The switching capacitance of the processors is constant, and is the same for all the processors.

All the tasks are assumed to be non-preemptable, aperiodic, dependent tasks.

The performance of the SaS, SbS, PbS, and E-PbS is summarized below, based on the results obtained for the various benchmarks, as shown in Tables 3-5. From Table 3, we conclude that the SbS algorithm results in the smallest required processors to complete the task graphs. However, the SaS and SbS algorithms have more processors operating at 2.4 V (lowest operation voltage), and hence will have larger completeion times for the task graphs. Almost 90% of the processors operate at this voltage. On the other hand, the PbS and E-PbS algorithms have processors equally operating at all voltages (distributed almost uniformally). Table 4 shows the average processor power consumed by each algorithm (SaS = 208, SbS = 262, PbS = 351, E-PbS = 324), for each benchmark. The following conclusions are derived from Table 4: the SaS and SbS algorithms have lesser average processor power consumption (？25% less) compared to the PbS and E-PbS algorithms. Table 5 shows the processor utilization (SaS = 42%, SbS = 43%, PbS = 65%, E-PbS = 81%) achieved by the algorithms for the various benchmarks. In this case, the PbS and E-PbS algorithms outperform (？35%) the SaS and SbS algorithms. Typically, the SaS algorithm results in lower power consumption and higher completion times. This is evident by the large number of processors and tasks operating at 2.4 V (Table 3). Similarly, the SbS algorithm results in a smaller number of processors, and better completion times. The proposed PbS and EPbS algorithms results in higher processor utilizations, but with smaller completion times (Table 5). Hence, the PbS and E-PbS algorithms results in smaller energy consumption (average processor power × completion times (or utilization)), as shown in Fig. 5. In this section we provide a quick time complexity analysis of the various algoirthms implemented in this work. Let ‘n’ be the number of tasks, ‘m’ the number of processors, and ‘k’ the number of voltage levels of the processors. Also, for the PbS and E-PbS scheduling algorithms, let ‘Δt’ be the fixed time interval for which the probability distibutions are determined. Given the above variables, the worst case complexity of the SaS and SbS algorithms can be derived as O(knlog₂n) and O(knm), respectively. Similarly, the complexity of the PbS and E-PbS algorithms can be determined as O(Δtn³) and O(Δtk²n³), respectively.
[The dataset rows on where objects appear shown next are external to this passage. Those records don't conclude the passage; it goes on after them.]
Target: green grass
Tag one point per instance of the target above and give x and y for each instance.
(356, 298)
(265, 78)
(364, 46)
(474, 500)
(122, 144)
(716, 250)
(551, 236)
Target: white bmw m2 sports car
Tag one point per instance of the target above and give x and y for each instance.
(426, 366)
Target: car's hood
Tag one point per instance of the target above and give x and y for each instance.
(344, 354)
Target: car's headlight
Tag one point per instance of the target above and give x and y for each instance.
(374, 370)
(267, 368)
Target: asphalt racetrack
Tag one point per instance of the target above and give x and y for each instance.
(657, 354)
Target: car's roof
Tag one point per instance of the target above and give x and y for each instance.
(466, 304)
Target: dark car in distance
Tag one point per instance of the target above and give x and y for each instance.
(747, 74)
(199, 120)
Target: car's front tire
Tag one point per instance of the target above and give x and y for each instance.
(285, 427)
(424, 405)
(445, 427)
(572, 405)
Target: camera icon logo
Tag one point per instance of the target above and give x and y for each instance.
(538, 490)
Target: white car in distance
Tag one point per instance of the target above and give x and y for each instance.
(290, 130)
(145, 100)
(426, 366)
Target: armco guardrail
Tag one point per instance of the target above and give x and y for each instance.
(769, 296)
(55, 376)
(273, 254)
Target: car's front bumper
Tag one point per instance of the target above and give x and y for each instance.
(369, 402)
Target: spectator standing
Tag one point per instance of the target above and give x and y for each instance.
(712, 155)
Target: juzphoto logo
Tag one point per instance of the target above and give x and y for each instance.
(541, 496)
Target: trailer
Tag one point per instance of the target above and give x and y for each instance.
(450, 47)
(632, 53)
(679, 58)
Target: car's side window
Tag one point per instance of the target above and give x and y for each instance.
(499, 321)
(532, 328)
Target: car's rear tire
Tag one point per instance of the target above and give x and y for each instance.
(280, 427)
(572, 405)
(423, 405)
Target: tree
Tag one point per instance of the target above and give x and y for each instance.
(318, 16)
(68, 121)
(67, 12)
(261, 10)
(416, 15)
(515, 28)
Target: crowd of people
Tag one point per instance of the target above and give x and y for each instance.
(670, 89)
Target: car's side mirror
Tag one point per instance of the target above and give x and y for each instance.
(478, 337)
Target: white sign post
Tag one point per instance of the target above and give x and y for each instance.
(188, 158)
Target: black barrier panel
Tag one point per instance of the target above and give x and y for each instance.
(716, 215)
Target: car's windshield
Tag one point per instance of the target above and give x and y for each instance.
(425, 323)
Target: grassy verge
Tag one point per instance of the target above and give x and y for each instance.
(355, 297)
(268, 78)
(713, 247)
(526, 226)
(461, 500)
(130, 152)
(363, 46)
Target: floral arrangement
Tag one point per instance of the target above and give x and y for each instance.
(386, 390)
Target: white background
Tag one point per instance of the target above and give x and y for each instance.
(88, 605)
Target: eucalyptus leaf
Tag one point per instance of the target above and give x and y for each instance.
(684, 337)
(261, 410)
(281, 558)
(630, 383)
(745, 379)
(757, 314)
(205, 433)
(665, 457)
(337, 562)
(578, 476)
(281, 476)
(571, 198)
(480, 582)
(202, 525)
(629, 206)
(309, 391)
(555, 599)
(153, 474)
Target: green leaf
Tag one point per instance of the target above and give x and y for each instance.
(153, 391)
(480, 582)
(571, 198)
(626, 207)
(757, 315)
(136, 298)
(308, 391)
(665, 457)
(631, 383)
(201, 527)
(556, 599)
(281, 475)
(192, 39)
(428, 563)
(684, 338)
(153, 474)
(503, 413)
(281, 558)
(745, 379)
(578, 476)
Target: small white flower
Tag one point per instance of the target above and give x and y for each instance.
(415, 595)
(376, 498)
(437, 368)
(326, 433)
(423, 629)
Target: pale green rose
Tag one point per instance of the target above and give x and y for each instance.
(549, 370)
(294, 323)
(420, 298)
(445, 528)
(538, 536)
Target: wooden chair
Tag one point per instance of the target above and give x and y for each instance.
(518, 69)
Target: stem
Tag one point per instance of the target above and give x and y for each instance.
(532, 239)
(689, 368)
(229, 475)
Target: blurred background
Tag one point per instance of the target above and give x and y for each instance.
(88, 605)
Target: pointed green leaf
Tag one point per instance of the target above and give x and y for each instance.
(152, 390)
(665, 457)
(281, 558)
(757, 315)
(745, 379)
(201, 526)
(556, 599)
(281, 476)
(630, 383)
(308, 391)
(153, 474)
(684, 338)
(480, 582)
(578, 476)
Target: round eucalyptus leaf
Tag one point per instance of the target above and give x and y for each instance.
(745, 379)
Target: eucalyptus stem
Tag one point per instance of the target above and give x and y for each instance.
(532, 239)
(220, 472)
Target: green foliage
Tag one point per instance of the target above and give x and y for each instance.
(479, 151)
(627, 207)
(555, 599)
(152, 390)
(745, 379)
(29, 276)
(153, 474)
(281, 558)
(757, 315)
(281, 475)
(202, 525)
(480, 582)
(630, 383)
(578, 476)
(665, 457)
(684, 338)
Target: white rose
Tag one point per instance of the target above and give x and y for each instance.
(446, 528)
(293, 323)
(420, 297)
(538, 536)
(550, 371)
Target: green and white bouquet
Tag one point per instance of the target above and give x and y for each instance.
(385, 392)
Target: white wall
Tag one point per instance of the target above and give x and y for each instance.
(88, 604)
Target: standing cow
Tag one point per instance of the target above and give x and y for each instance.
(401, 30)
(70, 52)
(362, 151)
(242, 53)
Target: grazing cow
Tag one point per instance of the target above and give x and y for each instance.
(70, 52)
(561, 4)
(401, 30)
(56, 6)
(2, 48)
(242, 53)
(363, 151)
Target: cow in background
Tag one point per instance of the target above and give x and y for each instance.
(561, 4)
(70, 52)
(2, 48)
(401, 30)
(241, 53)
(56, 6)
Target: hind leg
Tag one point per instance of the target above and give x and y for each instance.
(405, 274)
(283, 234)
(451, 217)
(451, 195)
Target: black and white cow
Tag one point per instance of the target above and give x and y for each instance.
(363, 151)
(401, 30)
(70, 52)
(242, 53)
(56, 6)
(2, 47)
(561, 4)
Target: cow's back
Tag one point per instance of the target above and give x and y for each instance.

Scheduling of applications or task graphs in multiprocessor or multicore systems is an important research question that needs to be addressed, in light of today’s emerging embedded system demands. It is often necessary to develop scheduling and task mapping algorithms that optimize processor utilization and processor power consumption. This work proposes an integrated scheduling and mapping algorithm, called PbS, that optimizes the above requirements. The proposed PbS algorithm, and its variation, called E-PbS algorithm, are based on the force directed scheduling algorithm used in high-level synthesis of digital circuits. The algorithms were implemented and tested with synthetic and real application task graphs (benchmarks). The proposed algorithms are compared with traditional scheduling approaches like FCFS (SaS) and EDF (SbS). The SaS and SbS algorithms also implement an explicit mapping, or voltage scaling algorithms, after and before scheduling, respectively. The algorithms are compared for processor utilization, average power consumed per processor, and the number of processors required to implement the given set of task graphs. Based on the results discussed in Section VI, we can conclude that the PbS and E-PbS algorithms provide better processor utilization and lower energy consumption, compared to the SaS and SbS algorithms.